29 March 2011, Dhaka. BRAC Development Institute (BDI) hosted a talk titled Coping with Economic Crisis: Evidence from Bangladesh and Elsewhere by Dr. Naomi Hossain, Research Fellow at the Institute of Development Studies (IDS), Sussex, on Sunday, 27 March, at BRAC University. Dr. Hossain is a political sociologist specialising in the politics of poverty and pro-poor public services.
This presentation summarised findings from qualitative community-level research on the effects of the global food, fuel and financial crises on the lives of poor people in Bangladesh, Kenya, Jamaica, Yemen, Zambia and the UK between 2009 and 2011. It explored the nature of the impacts on local economies and everyday lives, on the coping responses people have adopted in a range of locations and their likely longer term consequences, and on the sources of support poor people have been able to draw on in coping with global economic shocks over which they - and their governments - lack direct control.

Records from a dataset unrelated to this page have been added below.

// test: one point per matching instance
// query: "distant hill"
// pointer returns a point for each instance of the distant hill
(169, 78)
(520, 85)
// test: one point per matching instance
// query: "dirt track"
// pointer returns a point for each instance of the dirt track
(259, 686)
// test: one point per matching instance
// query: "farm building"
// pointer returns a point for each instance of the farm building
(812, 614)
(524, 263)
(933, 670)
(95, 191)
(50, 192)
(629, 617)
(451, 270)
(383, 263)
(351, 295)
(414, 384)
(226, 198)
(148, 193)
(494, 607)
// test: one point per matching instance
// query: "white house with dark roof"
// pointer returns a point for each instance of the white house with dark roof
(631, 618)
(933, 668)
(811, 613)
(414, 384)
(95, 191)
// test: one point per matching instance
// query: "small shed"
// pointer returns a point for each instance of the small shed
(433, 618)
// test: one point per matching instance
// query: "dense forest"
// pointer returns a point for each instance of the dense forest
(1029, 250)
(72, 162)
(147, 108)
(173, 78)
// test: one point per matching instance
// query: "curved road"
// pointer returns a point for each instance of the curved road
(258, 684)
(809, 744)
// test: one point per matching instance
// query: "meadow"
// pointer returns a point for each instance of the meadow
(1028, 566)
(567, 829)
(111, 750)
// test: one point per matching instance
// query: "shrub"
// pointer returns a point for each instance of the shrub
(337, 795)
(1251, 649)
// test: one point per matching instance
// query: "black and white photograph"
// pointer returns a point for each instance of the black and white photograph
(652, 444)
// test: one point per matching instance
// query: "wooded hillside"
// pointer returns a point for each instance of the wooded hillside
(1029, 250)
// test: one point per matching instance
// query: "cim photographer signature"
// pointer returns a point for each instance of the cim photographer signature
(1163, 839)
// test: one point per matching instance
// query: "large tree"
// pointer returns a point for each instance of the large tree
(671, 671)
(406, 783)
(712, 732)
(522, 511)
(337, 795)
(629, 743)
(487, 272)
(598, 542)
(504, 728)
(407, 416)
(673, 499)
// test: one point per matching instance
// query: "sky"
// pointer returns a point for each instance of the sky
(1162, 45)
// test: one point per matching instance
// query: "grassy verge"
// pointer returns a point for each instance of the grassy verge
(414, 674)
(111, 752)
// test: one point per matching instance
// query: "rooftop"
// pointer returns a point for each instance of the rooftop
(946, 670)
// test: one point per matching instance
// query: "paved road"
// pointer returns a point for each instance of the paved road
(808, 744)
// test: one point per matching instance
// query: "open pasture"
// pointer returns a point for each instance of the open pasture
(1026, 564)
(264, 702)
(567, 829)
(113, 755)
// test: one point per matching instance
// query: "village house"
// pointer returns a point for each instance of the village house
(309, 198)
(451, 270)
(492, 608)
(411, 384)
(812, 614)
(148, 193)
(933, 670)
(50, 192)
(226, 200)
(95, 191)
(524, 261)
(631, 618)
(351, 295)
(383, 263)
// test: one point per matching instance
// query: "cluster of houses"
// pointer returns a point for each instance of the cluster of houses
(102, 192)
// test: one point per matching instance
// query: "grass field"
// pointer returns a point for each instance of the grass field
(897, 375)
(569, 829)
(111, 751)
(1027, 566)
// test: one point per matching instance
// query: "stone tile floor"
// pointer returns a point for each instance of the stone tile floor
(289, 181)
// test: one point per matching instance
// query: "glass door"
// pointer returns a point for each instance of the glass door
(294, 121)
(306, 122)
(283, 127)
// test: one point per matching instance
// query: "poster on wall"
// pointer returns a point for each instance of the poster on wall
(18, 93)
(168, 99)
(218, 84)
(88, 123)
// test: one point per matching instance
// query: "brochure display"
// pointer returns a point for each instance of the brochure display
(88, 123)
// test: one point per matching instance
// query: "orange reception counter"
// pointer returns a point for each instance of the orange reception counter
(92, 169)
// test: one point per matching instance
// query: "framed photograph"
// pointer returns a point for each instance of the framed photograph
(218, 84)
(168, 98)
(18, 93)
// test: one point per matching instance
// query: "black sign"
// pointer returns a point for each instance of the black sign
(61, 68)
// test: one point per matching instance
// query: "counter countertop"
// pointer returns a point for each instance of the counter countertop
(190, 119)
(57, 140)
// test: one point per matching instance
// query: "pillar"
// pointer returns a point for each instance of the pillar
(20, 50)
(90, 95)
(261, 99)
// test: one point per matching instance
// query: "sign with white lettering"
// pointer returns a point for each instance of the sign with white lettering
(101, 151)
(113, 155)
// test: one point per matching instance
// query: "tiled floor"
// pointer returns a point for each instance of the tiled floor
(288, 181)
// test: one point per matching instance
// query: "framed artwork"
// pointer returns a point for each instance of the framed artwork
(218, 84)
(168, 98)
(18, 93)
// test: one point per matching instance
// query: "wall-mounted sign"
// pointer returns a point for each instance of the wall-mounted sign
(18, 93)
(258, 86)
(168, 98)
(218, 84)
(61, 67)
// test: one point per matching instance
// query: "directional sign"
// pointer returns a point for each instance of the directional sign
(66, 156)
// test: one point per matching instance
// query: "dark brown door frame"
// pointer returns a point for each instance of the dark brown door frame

The discussion suggested that the poor did not directly correlate their crisis with the global shocks; rather they were always in crisis. The presentation also focused on a lot of positive aspects of Bangladesh which has improved conditions from the past such as better infrastructure and better communication. Political issues contributing to the crisis, policies, the effects of well being and social reproduction during crisis and the responses of people were also discussed.